Она не знала его имени. Не тогда. Тогда она вообще мало что знала о мире за стенами усадьбы — девятнадцать лет в обедневшем доме, без выездов ко двору, без знакомств. Но позже, когда начался придворный сезон и отец повёз её в Кёхану, она увидела его.
Кацуро Минамото.
Он стоял в зале Совета — и зал, казалось, был слишком мал для него. Не потому что он был огромен — нет. Среднего роста, крепкий, с жёстким лицом, на котором читалась привычка к власти, а не мечта о ней. Он стоял так, как стоят люди, которые не привыкли уступать дорогу. И когда он повернул голову — случайно, мельком, скользнув взглядом по толпе — Аяме почувствовала, как пол уходит из-под ног.
Силуэт. Те же плечи. Та же спина. Та же манера держать голову — чуть откинув, чуть набок, будто мир вокруг не стоит того, чтобы смотреть на него прямо.

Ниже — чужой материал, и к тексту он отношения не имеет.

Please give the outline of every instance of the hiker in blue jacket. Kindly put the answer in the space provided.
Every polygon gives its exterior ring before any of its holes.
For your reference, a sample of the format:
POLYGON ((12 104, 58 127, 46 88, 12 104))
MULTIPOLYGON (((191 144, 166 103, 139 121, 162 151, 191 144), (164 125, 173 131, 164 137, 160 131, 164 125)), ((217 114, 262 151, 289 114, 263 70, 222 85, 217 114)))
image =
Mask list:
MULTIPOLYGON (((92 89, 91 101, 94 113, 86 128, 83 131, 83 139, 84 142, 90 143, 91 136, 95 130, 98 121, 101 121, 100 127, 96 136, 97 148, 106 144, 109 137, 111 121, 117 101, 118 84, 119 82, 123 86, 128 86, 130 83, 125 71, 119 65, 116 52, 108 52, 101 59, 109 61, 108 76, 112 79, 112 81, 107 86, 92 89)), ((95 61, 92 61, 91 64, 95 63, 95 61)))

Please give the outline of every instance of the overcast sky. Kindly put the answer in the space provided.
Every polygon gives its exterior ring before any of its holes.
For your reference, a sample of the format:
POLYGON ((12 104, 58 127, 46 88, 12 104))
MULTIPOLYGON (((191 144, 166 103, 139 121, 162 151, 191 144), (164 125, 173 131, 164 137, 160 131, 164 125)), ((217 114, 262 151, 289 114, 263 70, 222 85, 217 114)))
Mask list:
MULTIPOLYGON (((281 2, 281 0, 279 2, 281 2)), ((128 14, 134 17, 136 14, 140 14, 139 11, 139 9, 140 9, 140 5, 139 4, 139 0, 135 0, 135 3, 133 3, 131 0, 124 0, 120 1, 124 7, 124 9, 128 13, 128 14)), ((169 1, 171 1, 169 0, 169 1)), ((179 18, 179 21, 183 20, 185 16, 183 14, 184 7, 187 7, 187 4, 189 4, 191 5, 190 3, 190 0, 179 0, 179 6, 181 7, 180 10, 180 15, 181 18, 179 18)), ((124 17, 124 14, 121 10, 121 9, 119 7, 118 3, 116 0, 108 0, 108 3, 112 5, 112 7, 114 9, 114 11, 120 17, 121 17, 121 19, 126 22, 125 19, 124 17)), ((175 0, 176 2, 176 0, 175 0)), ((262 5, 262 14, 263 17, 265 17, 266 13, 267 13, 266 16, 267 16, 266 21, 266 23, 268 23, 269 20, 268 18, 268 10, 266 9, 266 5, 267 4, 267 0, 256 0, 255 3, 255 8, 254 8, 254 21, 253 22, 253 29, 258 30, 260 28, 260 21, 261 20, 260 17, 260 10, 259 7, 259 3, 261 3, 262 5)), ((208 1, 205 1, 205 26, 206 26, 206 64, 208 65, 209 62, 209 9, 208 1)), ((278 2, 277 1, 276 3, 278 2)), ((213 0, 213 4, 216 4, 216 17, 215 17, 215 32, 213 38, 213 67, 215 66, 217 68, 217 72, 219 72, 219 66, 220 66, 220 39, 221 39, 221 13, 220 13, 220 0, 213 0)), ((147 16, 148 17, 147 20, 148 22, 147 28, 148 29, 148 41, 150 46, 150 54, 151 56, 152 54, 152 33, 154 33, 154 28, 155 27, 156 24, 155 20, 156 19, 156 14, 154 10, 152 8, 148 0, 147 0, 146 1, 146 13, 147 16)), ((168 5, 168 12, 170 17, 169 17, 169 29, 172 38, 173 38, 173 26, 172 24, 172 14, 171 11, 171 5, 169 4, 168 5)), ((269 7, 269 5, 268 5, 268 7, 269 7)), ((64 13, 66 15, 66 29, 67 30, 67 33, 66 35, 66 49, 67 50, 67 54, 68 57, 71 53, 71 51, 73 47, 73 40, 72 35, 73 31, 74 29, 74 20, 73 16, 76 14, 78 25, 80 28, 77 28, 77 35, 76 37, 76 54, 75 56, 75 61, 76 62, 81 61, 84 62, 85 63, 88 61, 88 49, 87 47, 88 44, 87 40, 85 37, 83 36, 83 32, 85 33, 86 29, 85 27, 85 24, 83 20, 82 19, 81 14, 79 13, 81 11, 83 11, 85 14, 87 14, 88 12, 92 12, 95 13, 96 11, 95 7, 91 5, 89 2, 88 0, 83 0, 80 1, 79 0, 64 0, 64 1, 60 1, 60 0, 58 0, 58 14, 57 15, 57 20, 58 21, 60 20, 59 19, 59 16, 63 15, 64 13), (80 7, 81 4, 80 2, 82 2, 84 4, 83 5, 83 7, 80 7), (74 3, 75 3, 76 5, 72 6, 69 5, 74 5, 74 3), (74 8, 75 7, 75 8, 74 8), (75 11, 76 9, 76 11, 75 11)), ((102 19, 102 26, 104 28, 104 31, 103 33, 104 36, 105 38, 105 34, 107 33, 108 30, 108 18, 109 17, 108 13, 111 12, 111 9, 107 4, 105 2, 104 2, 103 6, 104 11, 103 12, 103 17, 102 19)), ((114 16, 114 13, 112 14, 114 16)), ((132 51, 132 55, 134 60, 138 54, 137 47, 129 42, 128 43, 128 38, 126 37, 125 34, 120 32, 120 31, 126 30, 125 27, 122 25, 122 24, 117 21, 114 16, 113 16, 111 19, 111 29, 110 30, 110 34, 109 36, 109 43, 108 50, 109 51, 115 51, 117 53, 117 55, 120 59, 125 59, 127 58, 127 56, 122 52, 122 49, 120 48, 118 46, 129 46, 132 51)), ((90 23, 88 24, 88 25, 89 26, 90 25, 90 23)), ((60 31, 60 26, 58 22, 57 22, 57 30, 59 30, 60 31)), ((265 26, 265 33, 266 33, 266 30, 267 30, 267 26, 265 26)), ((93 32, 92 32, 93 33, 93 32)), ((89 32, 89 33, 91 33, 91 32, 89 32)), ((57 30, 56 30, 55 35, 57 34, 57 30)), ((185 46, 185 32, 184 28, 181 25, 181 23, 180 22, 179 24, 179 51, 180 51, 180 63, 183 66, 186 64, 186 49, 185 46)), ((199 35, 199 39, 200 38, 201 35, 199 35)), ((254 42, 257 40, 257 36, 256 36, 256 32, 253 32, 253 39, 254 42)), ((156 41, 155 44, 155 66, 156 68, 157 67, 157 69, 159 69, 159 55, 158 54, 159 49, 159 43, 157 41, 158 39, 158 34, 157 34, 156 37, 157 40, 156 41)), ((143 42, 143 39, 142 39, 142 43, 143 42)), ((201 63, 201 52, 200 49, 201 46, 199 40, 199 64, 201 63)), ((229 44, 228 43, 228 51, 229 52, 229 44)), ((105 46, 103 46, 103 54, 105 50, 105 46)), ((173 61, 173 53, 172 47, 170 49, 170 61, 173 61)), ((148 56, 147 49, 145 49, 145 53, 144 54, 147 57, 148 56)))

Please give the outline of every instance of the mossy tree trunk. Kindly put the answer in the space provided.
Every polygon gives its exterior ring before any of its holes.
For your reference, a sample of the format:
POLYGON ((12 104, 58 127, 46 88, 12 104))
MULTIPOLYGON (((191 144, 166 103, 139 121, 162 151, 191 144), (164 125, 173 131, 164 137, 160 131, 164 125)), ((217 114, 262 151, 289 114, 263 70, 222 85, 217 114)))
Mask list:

Это был он. Тот, кто стоял над ней в саду, когда она умирала.
Ужас был — ледяным. Не тем бурным, крикливым ужасом, от которого бегут и мечутся. Тихим. Медленным. Заливающим изнутри, как чёрная вода, поднимающаяся к горлу. Она стояла в толпе придворных, в своём лучшем кимоно — том единственном, которое ещё не стыдно было надеть, — и чувствовала, как немеют пальцы. Как холодеют ноги. Как тело готовится к тому, что знает лучше разума: бежать.
Она побежала.
Не в буквальном смысле — конечно, нет. Тачибана Аяме не бегала по залам Совета, как безумная. Она отступила. Тихо, незаметно, на полшага назад, ещё на полшага — и растворилась в тени колонны, и вышла через боковой коридор, и шла, шла, шла, пока не оказалась в пустом внутреннем дворе, где никого не было, кроме голубей и ветра.
Там она просидела час. Дышала. Считала вдохи. Пыталась думать.
Кацуро Минамото. Глава сильнейшего из Пяти домов. Генерал.